= Lois Cox =

New Zealand writer

Lois Jennifer Cox is a New Zealand writer. She writes under her own name and is also one half of a writing partnership with Hilary Lapsley which publishes under the pen-name Jennifer Palgrave.

== Biography ==
In 1974, Cox worked with Harvey McQueen to co-edit the first anthology for schools of work by contemporary New Zealand poets, Ten Modern New Zealand Poets.

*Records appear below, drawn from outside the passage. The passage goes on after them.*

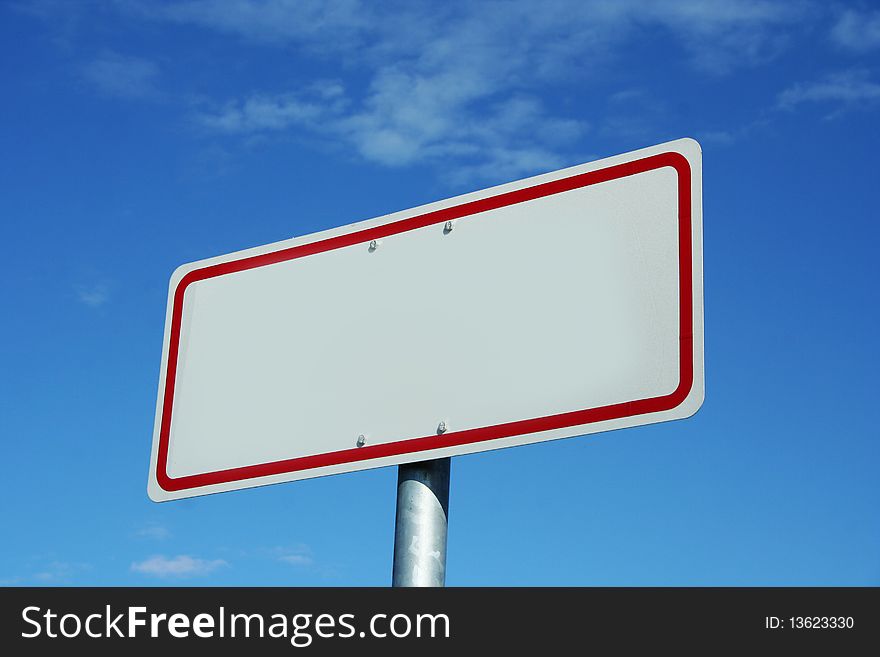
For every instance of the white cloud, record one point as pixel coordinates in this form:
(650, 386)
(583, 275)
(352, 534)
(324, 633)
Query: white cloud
(300, 555)
(93, 296)
(120, 76)
(459, 82)
(853, 87)
(181, 566)
(858, 31)
(154, 531)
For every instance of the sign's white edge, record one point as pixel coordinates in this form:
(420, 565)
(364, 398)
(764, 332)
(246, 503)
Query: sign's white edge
(687, 147)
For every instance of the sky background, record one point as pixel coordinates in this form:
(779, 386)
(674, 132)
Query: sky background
(136, 136)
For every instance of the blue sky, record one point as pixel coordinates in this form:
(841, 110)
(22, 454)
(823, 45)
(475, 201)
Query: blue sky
(140, 135)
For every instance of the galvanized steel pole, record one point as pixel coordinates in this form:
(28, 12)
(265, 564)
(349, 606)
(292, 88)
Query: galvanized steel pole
(421, 523)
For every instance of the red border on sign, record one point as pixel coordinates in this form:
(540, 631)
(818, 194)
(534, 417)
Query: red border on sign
(508, 429)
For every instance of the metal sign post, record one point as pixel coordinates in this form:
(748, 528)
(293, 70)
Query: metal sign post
(421, 524)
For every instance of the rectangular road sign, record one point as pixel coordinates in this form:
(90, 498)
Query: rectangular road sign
(559, 305)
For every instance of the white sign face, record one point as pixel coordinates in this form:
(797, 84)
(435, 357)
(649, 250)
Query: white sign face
(560, 305)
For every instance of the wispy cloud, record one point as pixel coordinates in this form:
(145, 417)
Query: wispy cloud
(298, 556)
(153, 531)
(858, 31)
(179, 567)
(93, 295)
(849, 88)
(449, 84)
(49, 573)
(121, 76)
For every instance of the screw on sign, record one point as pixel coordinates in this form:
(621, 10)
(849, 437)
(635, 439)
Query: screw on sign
(572, 304)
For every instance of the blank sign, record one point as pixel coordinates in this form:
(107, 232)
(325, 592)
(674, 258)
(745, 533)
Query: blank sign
(555, 306)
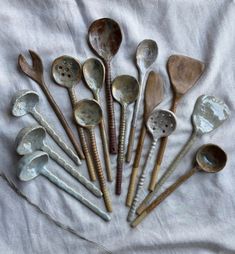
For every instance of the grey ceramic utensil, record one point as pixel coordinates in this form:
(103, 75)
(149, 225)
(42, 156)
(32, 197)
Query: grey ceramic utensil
(31, 139)
(93, 73)
(161, 123)
(34, 164)
(208, 114)
(125, 90)
(26, 101)
(146, 55)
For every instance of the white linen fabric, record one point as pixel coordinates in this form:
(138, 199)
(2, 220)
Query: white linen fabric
(200, 216)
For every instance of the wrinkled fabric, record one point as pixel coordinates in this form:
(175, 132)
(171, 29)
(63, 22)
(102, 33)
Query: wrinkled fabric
(199, 217)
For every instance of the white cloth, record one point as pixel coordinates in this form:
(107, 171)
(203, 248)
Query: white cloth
(199, 216)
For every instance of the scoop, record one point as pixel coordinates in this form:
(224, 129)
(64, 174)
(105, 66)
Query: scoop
(88, 114)
(125, 90)
(146, 55)
(26, 101)
(209, 158)
(161, 123)
(34, 164)
(31, 139)
(208, 114)
(66, 72)
(105, 38)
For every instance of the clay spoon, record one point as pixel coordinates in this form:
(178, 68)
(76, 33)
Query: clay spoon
(209, 158)
(161, 123)
(146, 55)
(31, 139)
(93, 73)
(153, 96)
(67, 72)
(26, 101)
(208, 114)
(125, 90)
(34, 164)
(88, 114)
(105, 38)
(184, 73)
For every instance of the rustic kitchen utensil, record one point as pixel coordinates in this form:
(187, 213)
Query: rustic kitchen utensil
(184, 72)
(93, 73)
(125, 90)
(88, 114)
(66, 72)
(208, 114)
(161, 123)
(153, 96)
(34, 164)
(26, 101)
(35, 72)
(209, 158)
(146, 55)
(105, 38)
(31, 139)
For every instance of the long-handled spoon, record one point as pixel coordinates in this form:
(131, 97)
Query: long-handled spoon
(153, 96)
(66, 72)
(184, 72)
(26, 101)
(146, 55)
(208, 114)
(34, 164)
(105, 38)
(161, 123)
(93, 73)
(31, 139)
(88, 114)
(209, 158)
(125, 90)
(35, 72)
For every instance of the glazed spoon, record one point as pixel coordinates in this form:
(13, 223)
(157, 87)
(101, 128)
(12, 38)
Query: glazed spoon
(34, 164)
(209, 158)
(184, 73)
(26, 101)
(208, 114)
(31, 139)
(105, 38)
(88, 114)
(153, 96)
(67, 72)
(161, 123)
(125, 91)
(93, 73)
(146, 55)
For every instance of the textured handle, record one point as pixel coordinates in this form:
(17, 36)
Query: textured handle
(70, 169)
(62, 185)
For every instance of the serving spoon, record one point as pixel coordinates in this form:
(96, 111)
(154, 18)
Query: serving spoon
(209, 158)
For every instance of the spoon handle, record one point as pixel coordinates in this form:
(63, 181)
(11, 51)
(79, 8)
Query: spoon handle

From 1995 to 1998 she was one of a team of three interviewers who collected oral histories of older lesbians who had grown up in New Zealand in the 1950s and 1960s. In 2000, she received a New Zealand History Research Trust Fund award to develop the project. In 2003, she contributed a chapter to Outlines: lesbian & gay histories of Aotearoa.

== Publications ==

- McQueen H. & Cox L. (1974). Ten Modern New Zealand Poets. Longman Paul.
- Palgrave J. (2019). The one that got away. Town Belt Press.
- Palgrave J. (2021). Rising Tide. Town Belt Press.

== Personal life ==
Cox is in a long-term relationship with Hilary Lapsley. The couple split their time between Cox's home in Wellington and their apartment in an Auckland co-housing development.